Shipwreck

By Tanya Hayes Lee | September 10, 2020

A few weeks after lockdown started I made arrangements to vacation on Plum Island on Cape Ann in Massachusetts for two weeks. It was March; surely by July the lockdown would be over and I would go paint on the beach and eat ice cream and lobster rolls, lots of lobster rolls. Lockdown wasn’t over, though, so the much-anticipated trip involved several rounds of texts with my Airbnb host, but finally I was assured that the accommodations would be safe (they were) and off I went.

“Shipwreck” is one of the paintings from that trip. Cape Ann was in the eighteenth and nineteenth centuries a center of fishing, whaling, shipbuilding and the East Indies trade. Those industries brought huge fortunes to owners and investors, which are reflected in the architecture of Gloucester, Salem, and Newburyport today.

 

“Shipwreck,” oil on canvas, 16”x16”x1.5” (2020)

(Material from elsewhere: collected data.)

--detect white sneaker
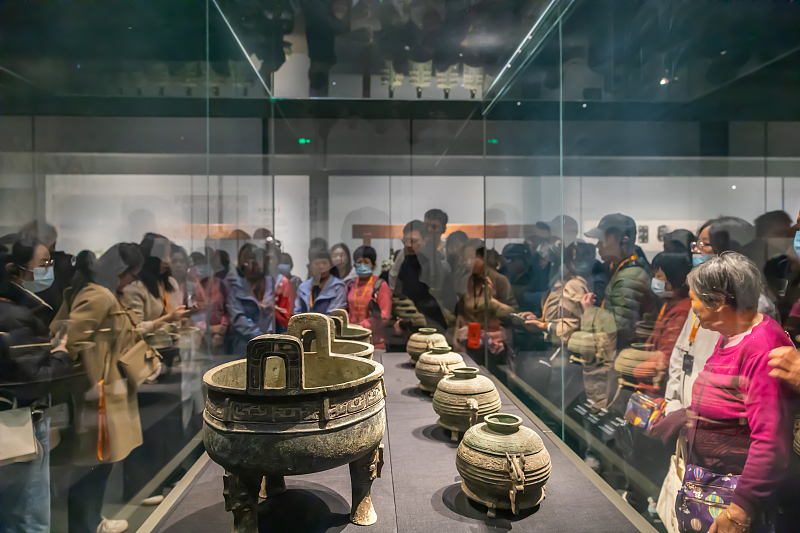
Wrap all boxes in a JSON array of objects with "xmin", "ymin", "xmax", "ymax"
[
  {"xmin": 97, "ymin": 517, "xmax": 129, "ymax": 533},
  {"xmin": 142, "ymin": 494, "xmax": 165, "ymax": 505}
]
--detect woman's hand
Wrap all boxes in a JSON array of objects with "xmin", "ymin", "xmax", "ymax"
[
  {"xmin": 708, "ymin": 503, "xmax": 749, "ymax": 533},
  {"xmin": 164, "ymin": 305, "xmax": 192, "ymax": 322},
  {"xmin": 581, "ymin": 292, "xmax": 596, "ymax": 311},
  {"xmin": 768, "ymin": 346, "xmax": 800, "ymax": 393}
]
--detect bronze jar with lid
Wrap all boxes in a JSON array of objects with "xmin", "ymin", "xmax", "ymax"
[
  {"xmin": 456, "ymin": 413, "xmax": 551, "ymax": 517},
  {"xmin": 406, "ymin": 327, "xmax": 448, "ymax": 363},
  {"xmin": 415, "ymin": 345, "xmax": 465, "ymax": 392},
  {"xmin": 432, "ymin": 367, "xmax": 501, "ymax": 440}
]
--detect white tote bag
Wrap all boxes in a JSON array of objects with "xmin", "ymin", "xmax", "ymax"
[
  {"xmin": 656, "ymin": 439, "xmax": 685, "ymax": 533},
  {"xmin": 0, "ymin": 397, "xmax": 38, "ymax": 466}
]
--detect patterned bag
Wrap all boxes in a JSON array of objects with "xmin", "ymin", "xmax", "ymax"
[
  {"xmin": 675, "ymin": 465, "xmax": 738, "ymax": 533},
  {"xmin": 624, "ymin": 391, "xmax": 666, "ymax": 434}
]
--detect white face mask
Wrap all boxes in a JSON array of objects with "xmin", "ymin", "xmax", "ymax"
[{"xmin": 651, "ymin": 277, "xmax": 673, "ymax": 299}]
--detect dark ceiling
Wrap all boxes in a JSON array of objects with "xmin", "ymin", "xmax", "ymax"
[{"xmin": 1, "ymin": 0, "xmax": 799, "ymax": 116}]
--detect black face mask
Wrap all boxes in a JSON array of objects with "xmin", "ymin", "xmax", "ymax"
[{"xmin": 571, "ymin": 259, "xmax": 593, "ymax": 273}]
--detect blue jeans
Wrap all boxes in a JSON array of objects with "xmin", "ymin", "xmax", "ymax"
[{"xmin": 0, "ymin": 414, "xmax": 50, "ymax": 533}]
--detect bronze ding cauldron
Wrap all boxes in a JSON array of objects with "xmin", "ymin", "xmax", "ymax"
[
  {"xmin": 330, "ymin": 308, "xmax": 373, "ymax": 343},
  {"xmin": 203, "ymin": 313, "xmax": 386, "ymax": 533}
]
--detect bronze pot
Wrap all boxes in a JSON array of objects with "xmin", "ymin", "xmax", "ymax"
[
  {"xmin": 203, "ymin": 313, "xmax": 386, "ymax": 532},
  {"xmin": 415, "ymin": 345, "xmax": 465, "ymax": 392},
  {"xmin": 406, "ymin": 327, "xmax": 448, "ymax": 363},
  {"xmin": 456, "ymin": 413, "xmax": 551, "ymax": 517},
  {"xmin": 433, "ymin": 367, "xmax": 501, "ymax": 440}
]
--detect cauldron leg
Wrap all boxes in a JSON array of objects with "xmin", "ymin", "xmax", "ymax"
[
  {"xmin": 259, "ymin": 475, "xmax": 287, "ymax": 498},
  {"xmin": 349, "ymin": 444, "xmax": 384, "ymax": 525},
  {"xmin": 223, "ymin": 471, "xmax": 260, "ymax": 533}
]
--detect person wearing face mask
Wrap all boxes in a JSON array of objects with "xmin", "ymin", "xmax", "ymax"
[
  {"xmin": 279, "ymin": 252, "xmax": 302, "ymax": 294},
  {"xmin": 50, "ymin": 245, "xmax": 146, "ymax": 533},
  {"xmin": 227, "ymin": 244, "xmax": 276, "ymax": 355},
  {"xmin": 191, "ymin": 253, "xmax": 229, "ymax": 353},
  {"xmin": 1, "ymin": 238, "xmax": 54, "ymax": 327},
  {"xmin": 346, "ymin": 246, "xmax": 392, "ymax": 350},
  {"xmin": 0, "ymin": 238, "xmax": 76, "ymax": 533},
  {"xmin": 294, "ymin": 249, "xmax": 346, "ymax": 315},
  {"xmin": 631, "ymin": 253, "xmax": 693, "ymax": 393}
]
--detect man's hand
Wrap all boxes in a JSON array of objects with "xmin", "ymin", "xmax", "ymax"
[
  {"xmin": 581, "ymin": 292, "xmax": 596, "ymax": 311},
  {"xmin": 768, "ymin": 346, "xmax": 800, "ymax": 393}
]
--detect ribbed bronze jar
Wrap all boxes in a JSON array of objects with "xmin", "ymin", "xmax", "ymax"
[
  {"xmin": 432, "ymin": 367, "xmax": 501, "ymax": 440},
  {"xmin": 415, "ymin": 346, "xmax": 466, "ymax": 392},
  {"xmin": 456, "ymin": 413, "xmax": 551, "ymax": 517},
  {"xmin": 406, "ymin": 327, "xmax": 448, "ymax": 363}
]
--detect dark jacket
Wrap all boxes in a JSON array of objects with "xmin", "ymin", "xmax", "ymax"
[
  {"xmin": 0, "ymin": 281, "xmax": 74, "ymax": 405},
  {"xmin": 602, "ymin": 256, "xmax": 655, "ymax": 349}
]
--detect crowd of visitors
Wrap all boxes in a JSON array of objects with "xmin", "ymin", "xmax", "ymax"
[{"xmin": 2, "ymin": 206, "xmax": 800, "ymax": 532}]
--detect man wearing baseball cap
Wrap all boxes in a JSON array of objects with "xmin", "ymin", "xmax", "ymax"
[{"xmin": 582, "ymin": 213, "xmax": 655, "ymax": 351}]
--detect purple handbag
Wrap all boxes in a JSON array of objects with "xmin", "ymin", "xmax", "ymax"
[{"xmin": 675, "ymin": 465, "xmax": 739, "ymax": 533}]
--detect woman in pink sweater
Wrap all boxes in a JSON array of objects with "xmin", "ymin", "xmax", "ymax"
[{"xmin": 684, "ymin": 252, "xmax": 796, "ymax": 533}]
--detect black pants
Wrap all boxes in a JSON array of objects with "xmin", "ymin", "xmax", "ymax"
[{"xmin": 68, "ymin": 463, "xmax": 114, "ymax": 533}]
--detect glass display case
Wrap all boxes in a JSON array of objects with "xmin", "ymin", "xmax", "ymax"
[{"xmin": 2, "ymin": 1, "xmax": 800, "ymax": 532}]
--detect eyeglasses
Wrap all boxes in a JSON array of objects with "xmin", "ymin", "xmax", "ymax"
[
  {"xmin": 25, "ymin": 260, "xmax": 54, "ymax": 271},
  {"xmin": 691, "ymin": 241, "xmax": 712, "ymax": 253}
]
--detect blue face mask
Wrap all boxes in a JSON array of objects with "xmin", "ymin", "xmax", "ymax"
[
  {"xmin": 651, "ymin": 278, "xmax": 673, "ymax": 299},
  {"xmin": 692, "ymin": 254, "xmax": 714, "ymax": 267},
  {"xmin": 277, "ymin": 264, "xmax": 292, "ymax": 277},
  {"xmin": 355, "ymin": 263, "xmax": 373, "ymax": 278},
  {"xmin": 23, "ymin": 266, "xmax": 55, "ymax": 293},
  {"xmin": 794, "ymin": 232, "xmax": 800, "ymax": 258}
]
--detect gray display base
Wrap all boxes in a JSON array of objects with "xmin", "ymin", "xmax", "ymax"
[{"xmin": 149, "ymin": 352, "xmax": 649, "ymax": 533}]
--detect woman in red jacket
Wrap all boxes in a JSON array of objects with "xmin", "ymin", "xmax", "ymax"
[
  {"xmin": 634, "ymin": 252, "xmax": 693, "ymax": 392},
  {"xmin": 346, "ymin": 246, "xmax": 391, "ymax": 350}
]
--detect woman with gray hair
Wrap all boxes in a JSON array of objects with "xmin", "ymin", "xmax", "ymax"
[{"xmin": 674, "ymin": 252, "xmax": 796, "ymax": 532}]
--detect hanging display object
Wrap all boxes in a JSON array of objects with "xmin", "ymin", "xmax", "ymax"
[
  {"xmin": 406, "ymin": 327, "xmax": 448, "ymax": 363},
  {"xmin": 457, "ymin": 413, "xmax": 551, "ymax": 517},
  {"xmin": 203, "ymin": 313, "xmax": 386, "ymax": 533},
  {"xmin": 330, "ymin": 308, "xmax": 373, "ymax": 343},
  {"xmin": 433, "ymin": 367, "xmax": 502, "ymax": 440},
  {"xmin": 415, "ymin": 345, "xmax": 466, "ymax": 392}
]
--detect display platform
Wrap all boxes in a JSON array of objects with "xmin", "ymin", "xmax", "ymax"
[{"xmin": 144, "ymin": 352, "xmax": 652, "ymax": 533}]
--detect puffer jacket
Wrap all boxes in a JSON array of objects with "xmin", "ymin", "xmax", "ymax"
[{"xmin": 602, "ymin": 257, "xmax": 655, "ymax": 350}]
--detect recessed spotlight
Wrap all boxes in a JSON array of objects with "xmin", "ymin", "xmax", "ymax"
[
  {"xmin": 459, "ymin": 53, "xmax": 463, "ymax": 57},
  {"xmin": 731, "ymin": 185, "xmax": 737, "ymax": 190},
  {"xmin": 517, "ymin": 102, "xmax": 521, "ymax": 106},
  {"xmin": 720, "ymin": 50, "xmax": 727, "ymax": 55},
  {"xmin": 404, "ymin": 46, "xmax": 410, "ymax": 51},
  {"xmin": 332, "ymin": 82, "xmax": 336, "ymax": 85},
  {"xmin": 660, "ymin": 78, "xmax": 669, "ymax": 85},
  {"xmin": 582, "ymin": 103, "xmax": 587, "ymax": 108},
  {"xmin": 128, "ymin": 26, "xmax": 133, "ymax": 30}
]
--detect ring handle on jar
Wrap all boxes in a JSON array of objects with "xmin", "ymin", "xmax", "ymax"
[
  {"xmin": 246, "ymin": 335, "xmax": 303, "ymax": 395},
  {"xmin": 289, "ymin": 313, "xmax": 334, "ymax": 359},
  {"xmin": 467, "ymin": 398, "xmax": 479, "ymax": 427}
]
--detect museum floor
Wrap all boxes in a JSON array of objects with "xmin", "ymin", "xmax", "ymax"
[{"xmin": 141, "ymin": 352, "xmax": 651, "ymax": 533}]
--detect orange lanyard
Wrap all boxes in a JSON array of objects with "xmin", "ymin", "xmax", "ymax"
[
  {"xmin": 160, "ymin": 282, "xmax": 171, "ymax": 314},
  {"xmin": 688, "ymin": 315, "xmax": 700, "ymax": 347},
  {"xmin": 353, "ymin": 276, "xmax": 373, "ymax": 318},
  {"xmin": 656, "ymin": 303, "xmax": 667, "ymax": 323},
  {"xmin": 602, "ymin": 255, "xmax": 638, "ymax": 309},
  {"xmin": 309, "ymin": 290, "xmax": 314, "ymax": 309}
]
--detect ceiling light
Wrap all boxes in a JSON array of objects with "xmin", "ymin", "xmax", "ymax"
[
  {"xmin": 517, "ymin": 102, "xmax": 521, "ymax": 106},
  {"xmin": 660, "ymin": 78, "xmax": 669, "ymax": 85},
  {"xmin": 582, "ymin": 103, "xmax": 587, "ymax": 108},
  {"xmin": 731, "ymin": 185, "xmax": 736, "ymax": 190},
  {"xmin": 720, "ymin": 50, "xmax": 727, "ymax": 55}
]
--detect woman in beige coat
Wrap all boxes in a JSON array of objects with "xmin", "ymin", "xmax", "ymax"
[{"xmin": 50, "ymin": 245, "xmax": 144, "ymax": 533}]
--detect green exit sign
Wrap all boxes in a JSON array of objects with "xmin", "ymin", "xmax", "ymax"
[
  {"xmin": 487, "ymin": 139, "xmax": 498, "ymax": 144},
  {"xmin": 298, "ymin": 138, "xmax": 311, "ymax": 144}
]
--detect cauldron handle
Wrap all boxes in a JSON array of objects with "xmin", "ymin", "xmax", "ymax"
[
  {"xmin": 330, "ymin": 314, "xmax": 344, "ymax": 337},
  {"xmin": 330, "ymin": 309, "xmax": 349, "ymax": 328},
  {"xmin": 245, "ymin": 335, "xmax": 303, "ymax": 395},
  {"xmin": 288, "ymin": 313, "xmax": 334, "ymax": 358}
]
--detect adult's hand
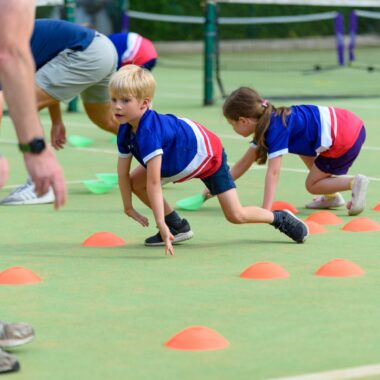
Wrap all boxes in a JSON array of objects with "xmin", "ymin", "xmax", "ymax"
[{"xmin": 23, "ymin": 147, "xmax": 66, "ymax": 209}]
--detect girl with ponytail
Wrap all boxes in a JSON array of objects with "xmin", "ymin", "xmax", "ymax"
[{"xmin": 219, "ymin": 86, "xmax": 368, "ymax": 216}]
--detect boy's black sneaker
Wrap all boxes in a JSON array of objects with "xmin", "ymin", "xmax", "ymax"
[
  {"xmin": 144, "ymin": 219, "xmax": 194, "ymax": 246},
  {"xmin": 272, "ymin": 210, "xmax": 309, "ymax": 243}
]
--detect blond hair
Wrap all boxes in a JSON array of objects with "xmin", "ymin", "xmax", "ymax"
[{"xmin": 108, "ymin": 64, "xmax": 156, "ymax": 101}]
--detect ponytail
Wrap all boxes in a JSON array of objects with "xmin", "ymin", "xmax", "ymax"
[{"xmin": 254, "ymin": 104, "xmax": 272, "ymax": 165}]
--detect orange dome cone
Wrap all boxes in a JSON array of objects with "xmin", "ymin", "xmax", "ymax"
[
  {"xmin": 304, "ymin": 220, "xmax": 327, "ymax": 234},
  {"xmin": 240, "ymin": 262, "xmax": 289, "ymax": 280},
  {"xmin": 315, "ymin": 259, "xmax": 364, "ymax": 277},
  {"xmin": 271, "ymin": 201, "xmax": 298, "ymax": 214},
  {"xmin": 372, "ymin": 203, "xmax": 380, "ymax": 211},
  {"xmin": 82, "ymin": 232, "xmax": 126, "ymax": 247},
  {"xmin": 342, "ymin": 218, "xmax": 380, "ymax": 232},
  {"xmin": 306, "ymin": 211, "xmax": 343, "ymax": 225},
  {"xmin": 0, "ymin": 267, "xmax": 42, "ymax": 285},
  {"xmin": 164, "ymin": 326, "xmax": 229, "ymax": 351}
]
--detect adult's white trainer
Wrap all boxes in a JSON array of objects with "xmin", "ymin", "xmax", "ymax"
[{"xmin": 0, "ymin": 178, "xmax": 55, "ymax": 205}]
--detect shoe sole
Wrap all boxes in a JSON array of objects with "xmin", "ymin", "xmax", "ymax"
[
  {"xmin": 348, "ymin": 175, "xmax": 369, "ymax": 216},
  {"xmin": 0, "ymin": 196, "xmax": 55, "ymax": 205},
  {"xmin": 0, "ymin": 200, "xmax": 54, "ymax": 205},
  {"xmin": 144, "ymin": 230, "xmax": 194, "ymax": 247},
  {"xmin": 0, "ymin": 335, "xmax": 34, "ymax": 348},
  {"xmin": 305, "ymin": 201, "xmax": 345, "ymax": 210},
  {"xmin": 305, "ymin": 194, "xmax": 345, "ymax": 209},
  {"xmin": 283, "ymin": 209, "xmax": 309, "ymax": 243}
]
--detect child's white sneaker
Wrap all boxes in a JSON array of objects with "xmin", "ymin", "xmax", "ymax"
[
  {"xmin": 347, "ymin": 175, "xmax": 369, "ymax": 216},
  {"xmin": 305, "ymin": 193, "xmax": 345, "ymax": 209}
]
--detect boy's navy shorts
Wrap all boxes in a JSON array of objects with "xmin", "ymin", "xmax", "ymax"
[{"xmin": 201, "ymin": 150, "xmax": 236, "ymax": 195}]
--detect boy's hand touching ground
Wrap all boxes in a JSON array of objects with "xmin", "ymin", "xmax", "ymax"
[{"xmin": 159, "ymin": 225, "xmax": 175, "ymax": 256}]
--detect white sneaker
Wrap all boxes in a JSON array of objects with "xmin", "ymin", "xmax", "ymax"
[
  {"xmin": 0, "ymin": 178, "xmax": 55, "ymax": 205},
  {"xmin": 305, "ymin": 193, "xmax": 345, "ymax": 209},
  {"xmin": 0, "ymin": 321, "xmax": 35, "ymax": 348},
  {"xmin": 348, "ymin": 174, "xmax": 369, "ymax": 216}
]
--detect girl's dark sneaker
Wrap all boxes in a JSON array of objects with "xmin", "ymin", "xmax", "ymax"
[{"xmin": 272, "ymin": 210, "xmax": 309, "ymax": 243}]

But it’s a rocky New England coast vulnerable to hurricanes and nor’easters. Shipwrecks were inevitable. This painting recalls those long-ago disasters while reflecting on the disaster we find ourselves in the midst of today. This time is nothing if not a shipwreck, a time of devastation, a time of uncertainty when we are left wondering who will survive and who will not, whose fortunes will be lost and whose will weather the storm, a time of prayer and bargaining with the fates, a time of insurmountable grief, a time when hope is all we have to go on.